For the above-listed reasons, I primarily intend to ship kits to a select few "Certified LiBCM Converters" ("CLCs"), who will perform the pack conversion process, and then either install the pack in your car, or ship you a completely assembled pack (which you can then install nearly identically to an existing NiMH pack). Note that installing an LiBCM-converted pack into the IMA bay is fairly straightforward... it's the actual pack conversion that is difficult.
I suspect the primary CLC supplier will be BumbleBee batteries, given my estimate that Eli owns more than 90% of the lithium modules LiBCM is specifically designed for (I believe he has enough modules to convert around QTY350 cars). Other CLCs include all of LiBCM's beta testers, and also Eric Powers, given his extensive history with the G1 IMA system. If you are interested in becoming a CLC, keep in mind that each CLC I bring into the fold will require several hours of effort on my part in support (see item 4).

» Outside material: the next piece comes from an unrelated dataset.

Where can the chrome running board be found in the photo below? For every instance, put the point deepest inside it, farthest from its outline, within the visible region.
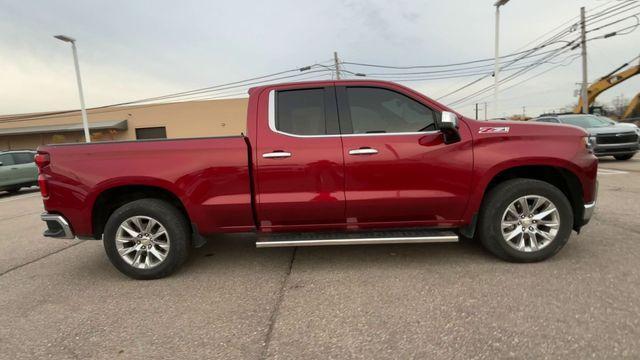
(357, 238)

I recognize that not everyone will want to pay the price premium for a Certified LiBCM Conversion. Specifically, many individuals have already purchased lithium modules to perform the conversion process themselves. To those individuals, my overwhelming recommendation is to find a nearby CLC. I'm sure LiBCM's beta testers will agree that this is the correct answer in most cases.
However, I will sell Linsight conversion kits (i.e. everything but the batteries) to any individual that agrees to the following terms:
A: You must sign a liability waiver that absolves me from injuries/death resulting from the conversion process
B1: To ensure you're up for the task, you must agree to watch the LiBCM conversion kit assembly videos PRIOR to ordering the LiBCM kit. These videos will be posted at linsight.org (the existing videos that are there now will change, based on feedback from our beta testers).
B2: You will need to correctly answer several installation-related quiz questions, which I will provide via PM.
C1: I will not provide private technical support to non-CLC individuals. I simply don't want to devote the time and effort to support each DIY customer. If you have questions, you will need to post them publicly; I will then link you to the linsight.org page containing the answer (which I might have just written if your question is new). This is a superior format to insightcentral's thread-based sprawl.
C2: If you insist on private technical support, I will charge my "pro bono" rate, which is presently $100/hour. I won't hesitate to raise this rate as required to keep people from overusing it. I absolutely do not want LiBCM to be my primary focus six months from now... I'll keep making them as needed, but I don't want to keep supporting them (besides on a public forum, such as ic.net & linsight.org).
D: LiBCM kits installed by non-CLC individuals will not have any specified warranty period. I will 100% test each kit prior to shipment. If LiBCM arrives damaged, I will replace it at a fair cost (which could be $0 if I determine that the issue was on my end).
E: If you are unable to complete the LiBCM conversion process, I will accept returns for a nominal restocking fee.
F: I (mudder) will not, under any circumstances, perform the LiBCM conversion process for you. My primary focus will be to create the LiBCM kit, which by itself is a huge undertaking.
G: I will not provide any specific support for any other lithium battery besides the specific G3 Honda Insight lithium modules that LiBCM is designed for. I will provide a general guidance page (on linsight.org) for those seeking to use LiBCM with different lithium modules. However, my support will end at the BMS ribbon cable ends, which you must then connect to every single cell in your pack. If you connect your end of the ribbon cable up incorrectly, it will destroy the LiBCM PCB, the ribbon cable, possibly your pack, and could cause a thermal event. You will need to be 100% certain you've connected each sense lead up correctly prior to plugging it into the LiBCM PCB.
I'm one of the people who have purchased QTY 4 18S modules. While I believe that I can probably safely do this conversion, I also know that I will plan to watch the video(s) first, before even making the decision regarding whether to attempt it.